The book’s introduction is a history of the movement. The origins of the name Brutalism are disputed: Béton brut, raw concrete, was the favourite material of Le Corbusier, but there were also Swedish architects in the 1940s who used the term Nybrutalism (new brutalism), and then the British critic Reyner Banham, um, concretized the term in his 1955 essay The New Brutalism, in which he stressed the valuation of building materials “as found” (i.e. without finishing).
I got this expensive book ($195 from the publishers) as a birthday present and I have been spending hours poring over these fantastical structures. I get as much pleasure from these designs as I do from any art. What is it exactly that makes Brutalism – the poster child for the soulless and inhuman, the archetype of impractical and utopian social scheming – so inspiring to me and to the legion of revivalists buying this book?

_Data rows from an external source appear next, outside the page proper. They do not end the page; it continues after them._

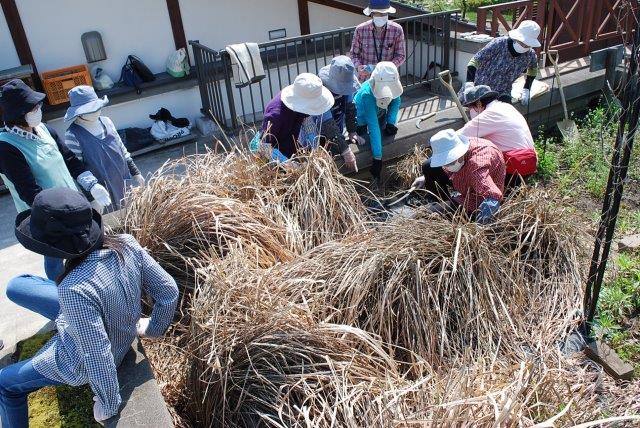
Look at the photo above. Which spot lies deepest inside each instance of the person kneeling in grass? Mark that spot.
(96, 304)
(471, 166)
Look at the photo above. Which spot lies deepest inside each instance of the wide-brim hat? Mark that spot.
(84, 100)
(340, 76)
(307, 95)
(386, 81)
(60, 224)
(380, 6)
(447, 146)
(18, 99)
(477, 93)
(527, 33)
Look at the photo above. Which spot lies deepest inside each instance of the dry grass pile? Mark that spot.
(439, 288)
(303, 313)
(410, 166)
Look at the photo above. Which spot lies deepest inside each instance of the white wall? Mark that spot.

Well, there is something to be said for artistic radicalism of any kind. The postwar period, with its urgent need for housing projects and public buildings, permitted the construction of elaborate geometric sculptures that didn’t look like any previous architecture. It was a time of radical imagining, a time when the past looked awful. Who would want an architecture respectful of tradition when tradition had led to the death camps and Hiroshima? Only the future held promise of improvement.
Optical art was on painters’ canvases at the time. The geometries of mathematics looked so pure and clean and forward looking; geometrical patterns spoke of computers, not nationalism. Some of these buildings are so wild, so weird – the book’s introduction refers to an acknowledged spirit of je-m’en-foutisme among architects; the willful imposition of the ugly and unpopular in the name of experimentation – that they can only be called psychedelic.
But there’s also their complex harmonies, all their shifting planes and levels and asymmetries and modules and unexpected open spaces. For me there is a personal connection as well: the university buildings I grew up around, their smell of cloister and grown-ups.
In fact, one of my childhood buildings is in this book: the Killam Memorial Library at Halifax’s Dalhousie University (1971), where my father briefly had an office. It looks, from the outside, like a windowless bunker – a flak tower or a techno-medieval keep. But I remember my father’s excitement and pride in the new building. Light came from the glass-walled inner courtyard, he liked to explain, and there was a stream going through it, and common areas with sofas all along those windows, and so on. It was a vast new amenity. It was progress.
(There are a few other Canadian examples in the book, including the almost unbelievably ugly Weldon Library at the University of Western Ontario in London, Ont. Strangely, Robarts Library in Toronto – surely one of the weirdest libraries in the world – did not make the cut.)
The ambition of Brutalism was often socialistic. The vertical housing complexes reflected a belief in classless and Communitarian societies. Some of those went on to become crime-ridden, unmaintained failures – “The location has become stigmatized,” the book’s editors say in an occasional euphemistic admission of this – and others, such as Habitat 67 in Montreal, evolved to become chic and expensive, home to elites rather than to happy labourers.
I want all of these ambitious forms – whether failed or successful – to be given historical status and protected, as we will never have an architectural period like this again. And I love abstraction and minimalism and futurism and techno and looking at black-and white pictures of shadows on concrete.